The company won control of the port for 99 years under a $506 million lease agreement with the NT Government in October 2015. The deal, underlining growing China-Australia economic ties, has come under the scanner of Washington. US President Barack Obama discussed the Darwin port issue with Australian Prime Minister Malcolm Turnbull during their first meeting last year.
The multi-million dollar development plans unveiled on Tuesday would “expand cruise ship facilities”, as well as “meet future increases in cargo volumes in the areas of dry bulk exports, liquid bulk imports, live cattle and container and general cargo throughput,” the company said in a statement on Tuesday.

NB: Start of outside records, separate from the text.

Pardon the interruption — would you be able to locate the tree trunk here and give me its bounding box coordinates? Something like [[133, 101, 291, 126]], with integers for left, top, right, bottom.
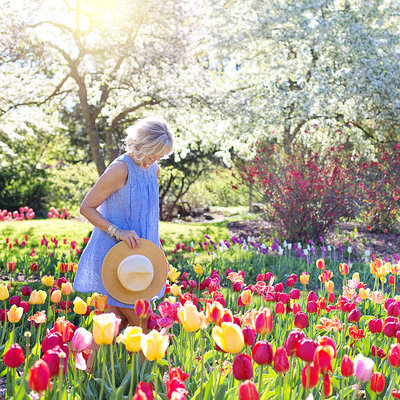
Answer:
[[249, 182, 254, 213]]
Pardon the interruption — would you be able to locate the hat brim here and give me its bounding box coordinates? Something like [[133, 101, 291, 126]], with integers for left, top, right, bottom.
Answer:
[[101, 239, 169, 304]]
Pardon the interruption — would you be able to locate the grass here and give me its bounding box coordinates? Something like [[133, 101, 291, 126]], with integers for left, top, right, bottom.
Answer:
[[0, 219, 229, 250]]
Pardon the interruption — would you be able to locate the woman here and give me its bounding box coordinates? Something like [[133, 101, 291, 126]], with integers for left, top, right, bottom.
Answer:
[[74, 118, 174, 331]]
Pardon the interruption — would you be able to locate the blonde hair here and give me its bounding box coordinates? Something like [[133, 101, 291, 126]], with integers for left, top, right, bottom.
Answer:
[[125, 118, 174, 164]]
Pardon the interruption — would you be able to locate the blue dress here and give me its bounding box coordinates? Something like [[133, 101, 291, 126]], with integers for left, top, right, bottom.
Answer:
[[73, 154, 165, 308]]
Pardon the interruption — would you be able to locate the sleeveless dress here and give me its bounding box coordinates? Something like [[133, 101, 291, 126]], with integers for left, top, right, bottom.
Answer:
[[73, 154, 166, 308]]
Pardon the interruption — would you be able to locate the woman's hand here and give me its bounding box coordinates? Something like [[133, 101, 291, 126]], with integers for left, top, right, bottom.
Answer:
[[119, 229, 140, 250]]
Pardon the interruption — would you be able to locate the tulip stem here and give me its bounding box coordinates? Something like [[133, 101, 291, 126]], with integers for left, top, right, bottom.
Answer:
[[217, 352, 225, 386], [198, 329, 205, 400], [258, 364, 264, 394], [110, 343, 115, 393], [0, 300, 7, 346], [99, 346, 106, 400], [128, 353, 136, 399]]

Darwin Port chief executive officer Terry O’Connor said the plan would eventually “quadruple the size of the existing container yard.”
The US State Department had earlier this year “secretly polled nationwide opinion” of the Northern Territory’s deal to lease Darwin port to the Chinese firm. Washington, in its many objections to the China-Australia deal, has also listed “security concerns”.
Earlier last year, a Defence department secretary Dennis Richardson told an Australian Senate committee that talk of China’s Landbridge group becoming a security risk is ‘alarmist nonsense’.
Meanwhile on Tuesday, the Northern Territory’s Chief Minister Adam Giles told the Australian Broadcasting Corporation (ABC) that he welcomed the news of Landbridge’s plan as it would increase capacity for extra cruise and cargo routes coming into Australia’s far north.
“It is in line with what we wanted to occur with an investor for the port. One of the reasons we pay a lot for goods and services that come over our port, is that our port is not big enough,” Giles said.
Giles said Landbridge’s plan would also provide a major boost for tourism in the region, allowing the government to show off little-known attractions such as the Kakadu national park.
“To expand the cruise ship terminal to be able to take two cruise ships… to see a new terminal itself, the dredging that’ll go on, these are big investments in tourism, which government could never, ever afford to do,” Giles said.
“As a private investor they are able to apply for environmental approvals just like anybody else in the territory. But if they’ve got major financial commitments that they want to see expansion, to me that’s fantastic, it’s all about jobs and growth,” he added.
Peter Jennings, the executive director of the Australian Strategic Policy Institute (Aspi), had said last year that there is “deep Chinese driving interest in terms of understanding how western military forces operate”.
“Right down to the fine details in terms of how a ship operates, how it is loaded and unloaded, the types of signals a ship will emit through a variety of sensors and systems, the noise it makes as it moves through the water with its propellers,” he alleged.
Australian Defence department secretary Richardson said these charges were “simply absurd”.
“No Australian or American naval vessel I’m aware of enters a commercial port, whether it be New York, Sydney, Shanghai, or Darwin, without turning off key emitters. The notion that you enter a commercial port – regardless of the operator – and you leave yourself exposed to possible collection is absurd,” Richardson said.
Earlier in March, Australian Prime Minister Malcolm Turnbull responding to the secret US poll, said the government would not be taking the “text message opinion poll” seriously.
“The security issues relating to that port sale were thoroughly investigated in Australia’s national interest by the relevant security agencies. That’s how we determine security issues; not, with all due respect, by text message opinion polls,” Turnbull said.